Drought continues throughout Nebraska and surrounding area
Drought continues over the entire state of Nebraska and surrounding areas. However, recent moisture brought on by the active weather pattern, with several fronts and storm systems traversing the lower 48 States, brought welcome precipitation to much of the nation, and particularly the Plains.
According to the U.S. Drought Monitor map released on April 9, 15 percent of the state including about 20 percent of Furnas County (southwest corner), was in exceptional (D4) drought. This means that 85 percent of Nebraska and 80 percent of Furnas County is still in extreme (D3) drought. Last week, prior to the moisture event on April 8 to 9, 75 percent of Nebraska and all of Furnas County was in exceptional D4 drought.
In the Plains region, beneficial, soaking rains finally fell on badly needed D2, D3, and D4 drought areas of hard-hit Texas, Oklahoma, and Nebraska. In Texas, 1 to 3 inches of rain was measured in north-central, central, and southeastern Texas, providing a one category improvement for many areas. Unfortunately, little or no rain was observed in western and extreme southern Texas, and some degradation was made. In Oklahoma, a large band of heavy rain (2 to 5 inches) fell from central to southeastern parts of the state, resulting in a one-category improvement. Most other areas of the state received enough precipitation (0.5 to 1.5 inches) to maintain conditions. Kansas was unfortunately left out of the heavy rains, with most stations reporting under 0.5 inches. In extreme northeastern Kansas, however, a small band of heavier rain (1.5 to 2.5 inches) was enough to diminish deficits and ease drought from D2 to D1.
Farther north, long overdue widespread and heavy rains finally fell on much of the north-central plains, especially from southwestern Nebraska northeastward into southeastern South Dakota. Most locations reported 1.5 to 3 inches of rain, and a significant number of them likely received their greatest 24-hour totals in the past 12 months.
According to Nebraska state climatologist Al Dutcher, even with the April 9 rains, 12-month deficits still stood at: 10.59 inches at North Platte; 9.31 inches at Valentine; 16.59 inches at Broken Bow; and 6.55 inches at Imperial. And it will take substantial additional moisture to improve drought conditions further.
Some reanalysis may occur next week as the full extent of the precipitation associated with this event can be examined. This event was a good start to the northern and central Plains rainy season which normally occurs from April into August.
The conditions can be attributed to the non-stop high temperatures, high winds, high solar radiation, low relative humidity, and lack of precipitation during the summer period beginning May 1, 2012, through last fall.
As taken from the Nebraska Rainfall Assessment and Information Network, the area surrounding Beaver City has received approximately 9.5 inches of precipitation since May 1, 2012, which leaves a deficit of about 12.5 inches for the year.

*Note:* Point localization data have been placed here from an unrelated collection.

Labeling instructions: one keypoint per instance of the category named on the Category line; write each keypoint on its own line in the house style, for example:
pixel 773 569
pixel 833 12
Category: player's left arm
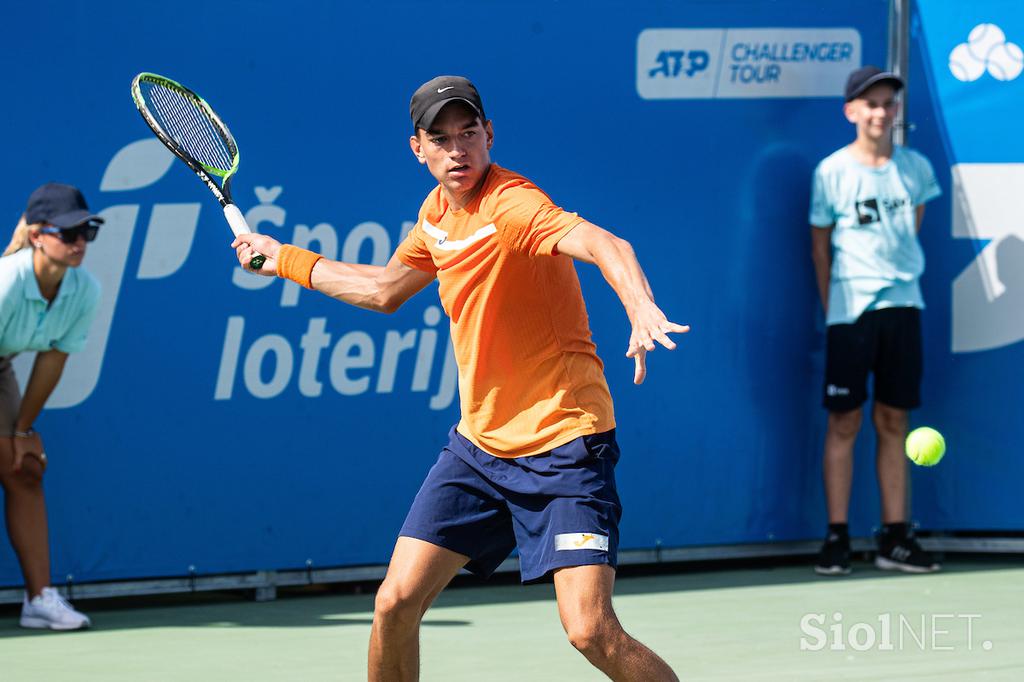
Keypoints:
pixel 619 264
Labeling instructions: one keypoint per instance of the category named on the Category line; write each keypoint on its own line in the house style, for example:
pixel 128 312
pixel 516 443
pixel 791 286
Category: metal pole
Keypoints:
pixel 899 60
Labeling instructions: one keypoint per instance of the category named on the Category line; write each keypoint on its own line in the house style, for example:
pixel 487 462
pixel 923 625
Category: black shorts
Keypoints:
pixel 886 342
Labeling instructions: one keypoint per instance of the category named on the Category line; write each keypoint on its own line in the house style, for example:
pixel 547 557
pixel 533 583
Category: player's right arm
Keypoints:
pixel 378 288
pixel 821 255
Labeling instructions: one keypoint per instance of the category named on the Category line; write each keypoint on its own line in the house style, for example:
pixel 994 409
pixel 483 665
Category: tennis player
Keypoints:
pixel 531 462
pixel 867 203
pixel 46 304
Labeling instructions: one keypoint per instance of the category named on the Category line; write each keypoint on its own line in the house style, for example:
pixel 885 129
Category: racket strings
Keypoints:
pixel 188 126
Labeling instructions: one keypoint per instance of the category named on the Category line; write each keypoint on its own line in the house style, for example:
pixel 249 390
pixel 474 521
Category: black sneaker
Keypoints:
pixel 906 555
pixel 834 559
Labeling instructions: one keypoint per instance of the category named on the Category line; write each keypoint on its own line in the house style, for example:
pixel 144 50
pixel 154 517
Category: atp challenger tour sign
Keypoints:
pixel 709 64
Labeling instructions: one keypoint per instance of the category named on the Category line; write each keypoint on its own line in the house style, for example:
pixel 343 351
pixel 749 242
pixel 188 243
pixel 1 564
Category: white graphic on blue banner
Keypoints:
pixel 707 64
pixel 356 364
pixel 986 49
pixel 988 295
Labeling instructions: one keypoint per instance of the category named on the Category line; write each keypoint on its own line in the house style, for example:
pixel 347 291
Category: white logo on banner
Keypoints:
pixel 355 361
pixel 707 64
pixel 986 49
pixel 988 295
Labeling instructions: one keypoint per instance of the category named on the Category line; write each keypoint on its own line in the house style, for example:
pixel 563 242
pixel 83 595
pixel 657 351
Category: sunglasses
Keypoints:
pixel 71 235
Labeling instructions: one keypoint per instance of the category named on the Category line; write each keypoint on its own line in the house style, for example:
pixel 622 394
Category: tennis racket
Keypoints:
pixel 188 127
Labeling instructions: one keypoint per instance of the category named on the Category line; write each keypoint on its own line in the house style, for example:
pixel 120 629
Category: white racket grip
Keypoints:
pixel 236 220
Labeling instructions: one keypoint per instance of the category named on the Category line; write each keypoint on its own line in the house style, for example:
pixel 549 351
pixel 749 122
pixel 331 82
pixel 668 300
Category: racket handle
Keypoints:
pixel 240 226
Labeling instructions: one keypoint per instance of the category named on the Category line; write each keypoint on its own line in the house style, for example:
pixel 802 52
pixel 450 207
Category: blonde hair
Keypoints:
pixel 19 240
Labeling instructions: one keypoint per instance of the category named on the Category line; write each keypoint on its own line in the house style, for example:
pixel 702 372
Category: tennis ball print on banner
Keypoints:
pixel 419 359
pixel 986 49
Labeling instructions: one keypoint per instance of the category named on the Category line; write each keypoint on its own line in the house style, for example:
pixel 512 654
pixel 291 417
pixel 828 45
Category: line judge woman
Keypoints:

On April 4, before the recent rain event, Bob Klein, UNL cropping systems specialist, checked the moisture level at the UNL wheat plot. The field of growing, chem-fallow wheat was planted into soybean residue and the field is located approximately 4 miles west of Beaver City. The moisture profile in this field reached a depth of 26 inches. This was determined using a ball tipped probe. On the same day the moisture level in a wheat stubble field (last year’s plot) that was harvested last summer had a moisture level that reached to a depth of 19 inches. It should be noted that at this time of year a full soil moisture profile of at least 48 inches is preferred to be successful in producing a normal dryland corn crop.